SicherheitSicherheitsmanagement

Im Kampf gegen Malware setzt Trend Micro auf eine neue Strategie. Ein Rating-System soll Surfer vor riskanten Sites warnen.

Software warnt vor Malware-Sites

Trend Micros Frühwarnsystem

Malware-Programmierer versuchen immer häufiger, Webseiten mit Schadcode zu präparieren. Zwei Beispiele: Beim Klick auf ein Youtube-Video erscheint eine Meldung, dass der zum Abspielen erforderliche Codec fehlt. Der Download befördert aber auch einen Backdoor-Trojaner auf den PC. Beliebt ist es auch, via Webseite unbemerkt ein Skript zu starten, das Code auf dem PC ausführt. Mit solchen Tricks verdienen Cyber-Kriminelle angeblich mehr Geld als die Drogenmafia, behauptet Raimund Genes, Chief Technical Officer von Trend Micro.

Trend Micro arbeitet an einem neuen Sicherheitskonzept. Dabei werden URLs nach über 50 Merkmalen analysiert ? etwa wie oft die Site den Server wechselt, ob sie auf einem Spammer-Server lagert oder wie die Domainregistrierung aussieht.
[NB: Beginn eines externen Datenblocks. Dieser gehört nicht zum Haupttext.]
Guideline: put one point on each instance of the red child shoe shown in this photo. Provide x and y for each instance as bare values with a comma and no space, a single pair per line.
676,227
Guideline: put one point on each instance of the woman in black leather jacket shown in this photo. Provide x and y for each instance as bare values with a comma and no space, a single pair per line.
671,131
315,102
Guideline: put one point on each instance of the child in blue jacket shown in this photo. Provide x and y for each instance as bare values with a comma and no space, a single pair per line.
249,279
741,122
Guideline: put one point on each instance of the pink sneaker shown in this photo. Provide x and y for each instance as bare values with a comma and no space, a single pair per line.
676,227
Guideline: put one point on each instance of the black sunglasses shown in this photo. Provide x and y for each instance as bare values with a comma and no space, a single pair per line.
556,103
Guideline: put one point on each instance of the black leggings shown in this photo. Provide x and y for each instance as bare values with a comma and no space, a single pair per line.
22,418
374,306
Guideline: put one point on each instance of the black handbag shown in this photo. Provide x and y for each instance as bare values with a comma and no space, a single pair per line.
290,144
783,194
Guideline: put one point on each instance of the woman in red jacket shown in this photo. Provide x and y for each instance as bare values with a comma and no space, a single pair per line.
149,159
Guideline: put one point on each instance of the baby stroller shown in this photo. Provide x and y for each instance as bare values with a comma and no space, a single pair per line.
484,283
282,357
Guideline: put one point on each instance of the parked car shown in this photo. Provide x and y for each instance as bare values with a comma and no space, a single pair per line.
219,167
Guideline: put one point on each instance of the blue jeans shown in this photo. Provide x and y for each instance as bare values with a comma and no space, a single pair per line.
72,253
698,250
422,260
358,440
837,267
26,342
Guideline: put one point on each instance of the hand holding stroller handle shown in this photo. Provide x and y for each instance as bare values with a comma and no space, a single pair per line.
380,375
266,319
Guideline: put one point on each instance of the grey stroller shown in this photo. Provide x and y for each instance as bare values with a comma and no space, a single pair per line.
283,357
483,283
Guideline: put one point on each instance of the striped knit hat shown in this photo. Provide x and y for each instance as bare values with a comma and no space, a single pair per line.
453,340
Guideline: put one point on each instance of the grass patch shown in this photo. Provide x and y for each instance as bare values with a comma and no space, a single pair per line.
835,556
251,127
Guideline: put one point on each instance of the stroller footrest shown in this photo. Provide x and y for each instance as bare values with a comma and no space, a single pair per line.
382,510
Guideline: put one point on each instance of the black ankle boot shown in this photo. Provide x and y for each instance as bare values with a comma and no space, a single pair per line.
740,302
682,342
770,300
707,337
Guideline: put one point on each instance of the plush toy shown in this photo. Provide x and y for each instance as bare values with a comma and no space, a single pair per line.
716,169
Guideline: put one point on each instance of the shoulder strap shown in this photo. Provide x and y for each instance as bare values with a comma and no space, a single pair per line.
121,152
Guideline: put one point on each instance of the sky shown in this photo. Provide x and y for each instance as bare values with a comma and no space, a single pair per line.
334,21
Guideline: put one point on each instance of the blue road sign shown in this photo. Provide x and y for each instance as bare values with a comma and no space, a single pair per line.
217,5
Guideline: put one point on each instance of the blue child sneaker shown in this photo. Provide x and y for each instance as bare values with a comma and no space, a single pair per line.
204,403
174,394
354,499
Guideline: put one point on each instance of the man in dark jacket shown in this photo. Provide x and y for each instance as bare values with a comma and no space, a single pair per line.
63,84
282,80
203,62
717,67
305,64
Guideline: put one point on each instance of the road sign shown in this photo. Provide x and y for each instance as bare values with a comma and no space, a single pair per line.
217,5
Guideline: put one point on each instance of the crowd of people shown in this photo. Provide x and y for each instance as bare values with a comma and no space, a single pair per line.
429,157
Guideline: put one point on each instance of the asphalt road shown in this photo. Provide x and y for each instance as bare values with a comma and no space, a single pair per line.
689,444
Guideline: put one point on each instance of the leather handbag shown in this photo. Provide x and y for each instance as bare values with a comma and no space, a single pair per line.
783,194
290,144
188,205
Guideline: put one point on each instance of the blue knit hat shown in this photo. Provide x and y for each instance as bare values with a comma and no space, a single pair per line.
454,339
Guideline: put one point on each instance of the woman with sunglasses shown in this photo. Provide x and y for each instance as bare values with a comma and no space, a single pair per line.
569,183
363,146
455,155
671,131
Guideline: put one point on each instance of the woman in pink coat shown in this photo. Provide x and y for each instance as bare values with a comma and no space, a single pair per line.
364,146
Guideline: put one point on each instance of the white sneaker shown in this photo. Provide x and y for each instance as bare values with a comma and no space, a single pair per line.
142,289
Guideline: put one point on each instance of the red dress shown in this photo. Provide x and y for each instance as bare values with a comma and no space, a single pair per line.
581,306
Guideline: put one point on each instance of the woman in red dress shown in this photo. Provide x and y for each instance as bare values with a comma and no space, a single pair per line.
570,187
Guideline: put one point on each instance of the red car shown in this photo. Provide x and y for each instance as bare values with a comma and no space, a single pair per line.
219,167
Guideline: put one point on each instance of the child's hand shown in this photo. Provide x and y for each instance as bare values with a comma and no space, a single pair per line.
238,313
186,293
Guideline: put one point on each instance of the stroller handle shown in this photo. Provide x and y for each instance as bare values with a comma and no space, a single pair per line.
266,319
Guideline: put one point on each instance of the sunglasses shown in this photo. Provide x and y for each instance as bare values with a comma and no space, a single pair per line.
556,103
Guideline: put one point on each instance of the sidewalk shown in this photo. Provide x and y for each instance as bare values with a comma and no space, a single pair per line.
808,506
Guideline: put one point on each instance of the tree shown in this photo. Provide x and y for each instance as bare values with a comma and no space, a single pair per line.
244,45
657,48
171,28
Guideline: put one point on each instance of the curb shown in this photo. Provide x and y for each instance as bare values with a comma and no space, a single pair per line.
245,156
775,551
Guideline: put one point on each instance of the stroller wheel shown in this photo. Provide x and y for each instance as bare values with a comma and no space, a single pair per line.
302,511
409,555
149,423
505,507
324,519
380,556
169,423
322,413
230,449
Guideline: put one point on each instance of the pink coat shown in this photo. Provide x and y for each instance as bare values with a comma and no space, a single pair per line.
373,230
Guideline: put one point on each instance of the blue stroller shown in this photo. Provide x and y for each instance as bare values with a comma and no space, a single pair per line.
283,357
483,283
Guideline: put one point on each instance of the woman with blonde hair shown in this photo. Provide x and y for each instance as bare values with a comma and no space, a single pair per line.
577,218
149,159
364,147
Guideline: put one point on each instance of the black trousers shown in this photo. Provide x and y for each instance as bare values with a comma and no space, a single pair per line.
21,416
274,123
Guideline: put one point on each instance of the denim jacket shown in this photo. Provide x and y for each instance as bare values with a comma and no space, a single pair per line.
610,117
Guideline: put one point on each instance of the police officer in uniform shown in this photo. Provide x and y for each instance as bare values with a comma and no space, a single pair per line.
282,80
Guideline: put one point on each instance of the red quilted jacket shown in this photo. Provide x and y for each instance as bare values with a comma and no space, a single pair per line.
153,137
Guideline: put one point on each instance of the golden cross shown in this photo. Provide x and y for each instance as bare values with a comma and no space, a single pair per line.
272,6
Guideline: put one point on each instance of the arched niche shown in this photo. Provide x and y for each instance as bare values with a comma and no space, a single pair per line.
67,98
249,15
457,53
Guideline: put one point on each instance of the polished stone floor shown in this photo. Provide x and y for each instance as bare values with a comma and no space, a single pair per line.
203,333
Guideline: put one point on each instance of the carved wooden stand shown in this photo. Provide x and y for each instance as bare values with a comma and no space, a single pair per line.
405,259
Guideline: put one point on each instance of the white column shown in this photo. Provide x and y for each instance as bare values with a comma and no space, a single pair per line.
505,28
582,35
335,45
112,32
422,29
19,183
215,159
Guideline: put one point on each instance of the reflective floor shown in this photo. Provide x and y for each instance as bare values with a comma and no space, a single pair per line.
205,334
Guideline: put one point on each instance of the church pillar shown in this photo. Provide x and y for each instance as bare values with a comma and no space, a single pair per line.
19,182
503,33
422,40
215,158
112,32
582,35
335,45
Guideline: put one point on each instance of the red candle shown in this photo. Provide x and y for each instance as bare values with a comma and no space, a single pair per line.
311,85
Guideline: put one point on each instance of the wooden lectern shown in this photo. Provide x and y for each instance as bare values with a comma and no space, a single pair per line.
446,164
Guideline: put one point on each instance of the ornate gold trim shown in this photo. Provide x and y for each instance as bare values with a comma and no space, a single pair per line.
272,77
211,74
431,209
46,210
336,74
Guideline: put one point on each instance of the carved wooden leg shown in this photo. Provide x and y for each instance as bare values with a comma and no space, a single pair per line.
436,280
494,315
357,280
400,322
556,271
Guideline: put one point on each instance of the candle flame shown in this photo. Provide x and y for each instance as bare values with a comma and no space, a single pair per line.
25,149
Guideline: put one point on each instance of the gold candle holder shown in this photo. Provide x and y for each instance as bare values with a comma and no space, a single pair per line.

Die analysierten URLs landen mit einem Sicherheits-Rating in einer Datenbank, die bei NTT gehostet wird. So entstehen Profile von bekannten oder verdächtigen Malware-Seiten. Geht der Websurfer auf eine Webseite, checkt die Sicherheits-Software, ob diese gefährlich ist und warnt dementsprechend. Derzeit ist die Technik noch in der Betaphase. Die ersten Produkte mit der Technik will Trend Micro im Frühjahr in den Handel bringen.

Auch andere Anbieter arbeiten mit alternativen Konzepten. Schon seit längerem bietet Eleven den Antispam-Dienst Expurgate an. Der analysiert die Verbreitungsmuster von E-Mails und erkennt Massenmails unabhängig von deren Inhalt.